El discurso de Sullivan es solo la última encarnación de los esfuerzos de Washington para aprender a ejercer el arte de gobernar económicamente de manera más efectiva como componente esencial de la política exterior, una iniciativa que su exjefa, la entonces secretaria Hillary Clinton (Sullivan fue su Coordinador General de Asesores), puso al centro de su gestión al frente del Departamento de Estado. Pero cada administración estadounidense, particularmente después de la Segunda Guerra Mundial, ha tendido a articular su visión de las relaciones internacionales y del papel de la política exterior a través de enfoques estratégicos plasmados en torno a una doctrina que tiende a llevar el apellido del ocupante en turno de la Casa Blanca. Y con su discurso en Brookings, Sullivan ha desdoblado el contorno general de lo que podría prefigurarse como una “Doctrina Biden”, en la cual el énfasis en cómo visualizar el entorno económico global y la transición a una economía digital en el marco estratégico de la competencia -si no la desvinculación económica- con China es parte integral de un esfuerzo por utilizar todas las palancas de la política estadounidense para prevalecer en lo que se perfila como el mayor enfrentamiento geoestratégico de principios del siglo XXI.

Puede ser que como algunos argumentan en esta capital, el discurso de Sullivan sea una indicación de que la administración está reequilibrando su gran estrategia para centrarse menos en flexionar el poderío militar de EU y más en hacer un mejor uso de otras herramientas de poder nacional.
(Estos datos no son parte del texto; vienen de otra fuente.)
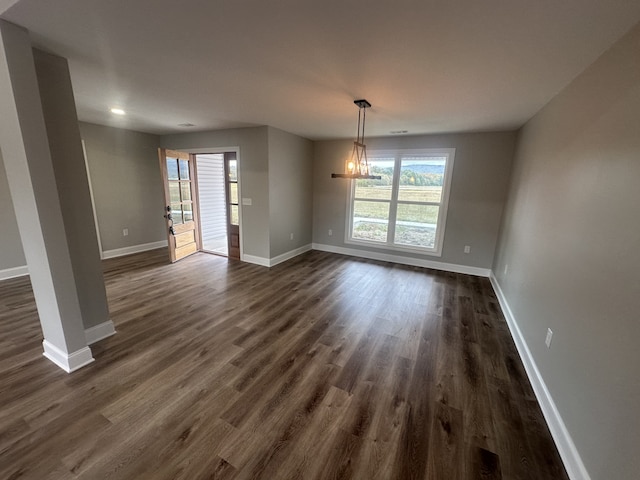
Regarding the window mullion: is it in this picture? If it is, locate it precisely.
[387,155,400,245]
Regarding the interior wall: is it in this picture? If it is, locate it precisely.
[80,122,167,251]
[269,127,313,258]
[313,132,516,269]
[0,151,27,272]
[160,126,270,259]
[493,20,640,480]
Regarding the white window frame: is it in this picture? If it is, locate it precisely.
[345,148,456,257]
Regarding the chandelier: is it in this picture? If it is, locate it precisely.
[331,99,382,180]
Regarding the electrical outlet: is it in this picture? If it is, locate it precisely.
[544,328,553,348]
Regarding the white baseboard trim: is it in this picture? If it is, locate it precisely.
[312,243,491,277]
[42,340,94,373]
[84,320,116,345]
[489,272,591,480]
[102,240,167,259]
[269,244,311,267]
[240,253,270,267]
[0,265,29,280]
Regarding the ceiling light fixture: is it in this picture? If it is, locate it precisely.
[331,99,382,180]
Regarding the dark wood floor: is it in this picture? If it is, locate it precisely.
[0,251,567,480]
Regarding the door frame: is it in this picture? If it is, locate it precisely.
[186,146,244,262]
[158,147,201,263]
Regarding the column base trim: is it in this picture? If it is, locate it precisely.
[42,340,94,373]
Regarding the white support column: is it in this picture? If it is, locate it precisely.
[0,20,93,372]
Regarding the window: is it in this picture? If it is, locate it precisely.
[346,149,455,255]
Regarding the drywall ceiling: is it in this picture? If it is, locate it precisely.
[0,0,640,139]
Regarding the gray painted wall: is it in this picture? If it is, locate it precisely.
[160,127,270,259]
[0,152,27,271]
[269,127,313,258]
[80,122,167,251]
[313,132,516,268]
[494,20,640,480]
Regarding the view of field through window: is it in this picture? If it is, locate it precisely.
[351,157,446,249]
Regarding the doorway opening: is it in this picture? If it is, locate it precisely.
[195,152,240,259]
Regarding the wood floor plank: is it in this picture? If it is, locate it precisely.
[0,250,567,480]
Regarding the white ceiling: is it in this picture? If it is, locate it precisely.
[0,0,640,139]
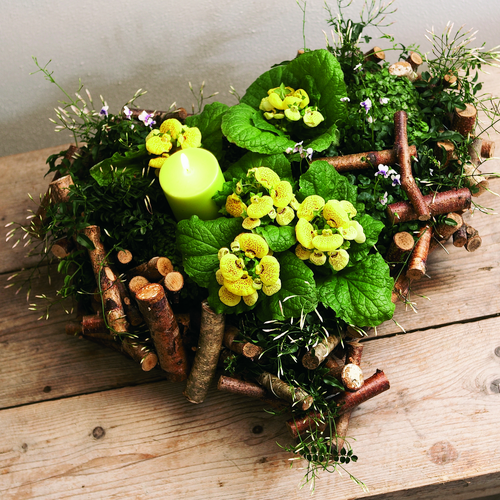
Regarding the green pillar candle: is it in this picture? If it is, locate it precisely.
[160,148,224,221]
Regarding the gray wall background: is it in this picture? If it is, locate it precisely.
[0,0,500,156]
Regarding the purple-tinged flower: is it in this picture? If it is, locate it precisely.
[123,106,132,120]
[99,104,109,116]
[138,110,156,127]
[391,174,401,186]
[359,98,372,114]
[375,163,389,179]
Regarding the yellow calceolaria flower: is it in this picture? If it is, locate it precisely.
[226,193,247,217]
[270,181,293,208]
[177,127,201,149]
[295,243,312,260]
[219,286,241,307]
[312,229,344,254]
[219,253,245,281]
[262,279,281,297]
[160,118,184,141]
[328,248,349,271]
[254,167,280,190]
[241,217,260,231]
[255,255,280,285]
[276,207,295,226]
[247,195,273,219]
[297,194,325,221]
[224,272,255,297]
[309,250,327,266]
[235,233,269,259]
[243,291,259,307]
[323,200,349,228]
[148,157,169,169]
[295,219,317,250]
[146,129,172,155]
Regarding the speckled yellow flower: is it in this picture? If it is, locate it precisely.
[297,194,325,221]
[219,286,241,307]
[270,181,293,208]
[247,195,273,219]
[226,193,247,217]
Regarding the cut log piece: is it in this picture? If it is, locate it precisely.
[184,301,225,404]
[135,283,189,382]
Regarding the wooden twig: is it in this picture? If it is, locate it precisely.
[406,225,432,280]
[394,111,431,221]
[184,301,225,404]
[223,325,263,360]
[302,335,340,370]
[335,370,390,416]
[387,188,471,224]
[314,146,417,173]
[135,283,189,382]
[257,372,314,411]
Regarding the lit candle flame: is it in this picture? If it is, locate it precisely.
[181,153,191,175]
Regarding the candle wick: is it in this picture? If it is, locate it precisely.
[181,153,191,174]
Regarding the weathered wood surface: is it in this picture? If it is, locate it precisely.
[0,73,500,500]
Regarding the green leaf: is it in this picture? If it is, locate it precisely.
[90,145,148,186]
[255,224,297,252]
[299,160,358,207]
[256,252,318,321]
[224,152,294,184]
[318,254,395,327]
[186,102,229,162]
[222,103,295,155]
[177,215,243,288]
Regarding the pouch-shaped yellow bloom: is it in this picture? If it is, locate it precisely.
[241,217,260,231]
[219,253,245,281]
[148,157,169,168]
[160,118,183,141]
[235,233,269,259]
[328,248,349,271]
[270,181,293,208]
[276,207,295,226]
[293,89,309,109]
[247,195,273,219]
[295,243,312,260]
[177,127,201,149]
[297,194,325,221]
[309,250,326,266]
[295,219,316,250]
[219,286,241,307]
[146,134,172,156]
[226,193,247,217]
[312,229,344,252]
[340,200,358,219]
[262,279,281,297]
[243,291,259,307]
[255,255,280,285]
[323,200,349,227]
[224,273,255,297]
[254,167,280,189]
[303,111,325,128]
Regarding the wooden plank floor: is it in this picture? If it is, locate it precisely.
[0,72,500,500]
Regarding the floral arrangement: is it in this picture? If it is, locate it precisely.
[8,0,498,492]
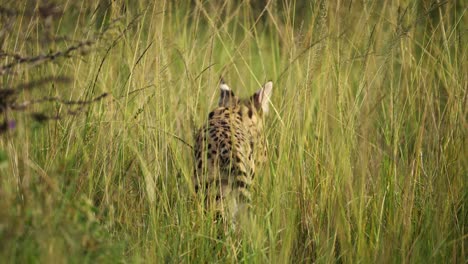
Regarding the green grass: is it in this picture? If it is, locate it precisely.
[0,0,468,263]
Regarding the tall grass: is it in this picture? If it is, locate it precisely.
[0,0,468,263]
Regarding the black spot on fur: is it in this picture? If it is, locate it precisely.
[236,180,247,188]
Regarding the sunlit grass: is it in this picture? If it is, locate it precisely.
[0,1,468,263]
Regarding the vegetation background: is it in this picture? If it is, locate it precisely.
[0,0,468,263]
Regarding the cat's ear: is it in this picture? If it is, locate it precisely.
[253,81,273,113]
[218,79,236,107]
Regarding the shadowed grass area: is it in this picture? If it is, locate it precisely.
[0,0,468,263]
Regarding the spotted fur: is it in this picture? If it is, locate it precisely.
[193,79,273,220]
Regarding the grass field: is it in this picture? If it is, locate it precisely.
[0,0,468,263]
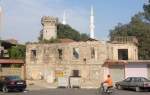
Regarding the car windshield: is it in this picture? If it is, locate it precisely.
[7,76,21,80]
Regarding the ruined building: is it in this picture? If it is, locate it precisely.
[26,17,138,88]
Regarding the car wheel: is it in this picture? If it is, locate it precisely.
[135,87,141,92]
[2,86,8,93]
[117,85,122,90]
[19,89,24,92]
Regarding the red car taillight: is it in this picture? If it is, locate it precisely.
[144,83,149,87]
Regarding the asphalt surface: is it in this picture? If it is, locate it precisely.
[0,88,150,95]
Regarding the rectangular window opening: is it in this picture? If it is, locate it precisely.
[31,50,37,58]
[58,49,63,60]
[72,70,80,77]
[73,48,80,59]
[118,49,128,60]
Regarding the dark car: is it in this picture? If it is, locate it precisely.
[115,77,150,91]
[0,76,26,92]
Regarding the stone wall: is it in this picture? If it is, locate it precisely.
[26,41,107,87]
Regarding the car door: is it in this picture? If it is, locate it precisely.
[0,76,5,89]
[129,77,137,88]
[120,77,131,88]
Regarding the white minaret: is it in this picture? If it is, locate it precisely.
[62,11,66,25]
[89,6,95,39]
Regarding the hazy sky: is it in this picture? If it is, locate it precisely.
[0,0,147,42]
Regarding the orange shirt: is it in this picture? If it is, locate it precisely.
[104,78,113,86]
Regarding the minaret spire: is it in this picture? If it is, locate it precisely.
[62,11,66,25]
[90,6,95,39]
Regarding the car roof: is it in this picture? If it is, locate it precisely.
[127,77,147,79]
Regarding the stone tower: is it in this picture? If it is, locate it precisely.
[41,16,58,40]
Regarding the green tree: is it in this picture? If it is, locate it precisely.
[8,45,25,59]
[57,24,80,41]
[109,7,150,60]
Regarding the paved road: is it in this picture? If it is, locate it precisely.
[0,88,150,95]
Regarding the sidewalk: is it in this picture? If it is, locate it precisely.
[26,80,57,91]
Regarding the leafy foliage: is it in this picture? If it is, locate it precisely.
[109,1,150,60]
[8,45,25,59]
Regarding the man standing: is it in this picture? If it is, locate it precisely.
[103,75,113,92]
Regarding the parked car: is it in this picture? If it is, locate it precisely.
[0,76,26,92]
[115,77,150,91]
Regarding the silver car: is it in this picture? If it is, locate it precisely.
[115,77,150,91]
Sin embargo, si ésta no emprende -o no logra- tal reequilibrio, lo que conlleva podría resultar entonces en combinar todos los costos y riesgos de desacoplar la globalización con todos los costos y riesgos de acelerar la rivalidad, tensión, militarización y, potencialmente, el conflicto. El éxito de este enfoque articulado por Sullivan dependerá en gran medida de tres factores: del grado en el cual la relocalización de inversión, el desacoplamiento de algunas redes de suministro globales y la regionalización no revienten la economía global; del grado en el cual otros Estados acepten la premisa de que lo que es bueno para la economía estadounidense es bueno para la de ellos y perciban que Estados Unidos está escuchando -o ignorando- sus preocupaciones y preferencias; y si pertrecharse en materia de seguridad nacional resulta -o no- ser percibido por el rival como una provocación militar. Y sobra decir aquí que la manera en la cual se desenvuelva y dirima todo esto tendrá implicaciones profundas, profundísimas, para México.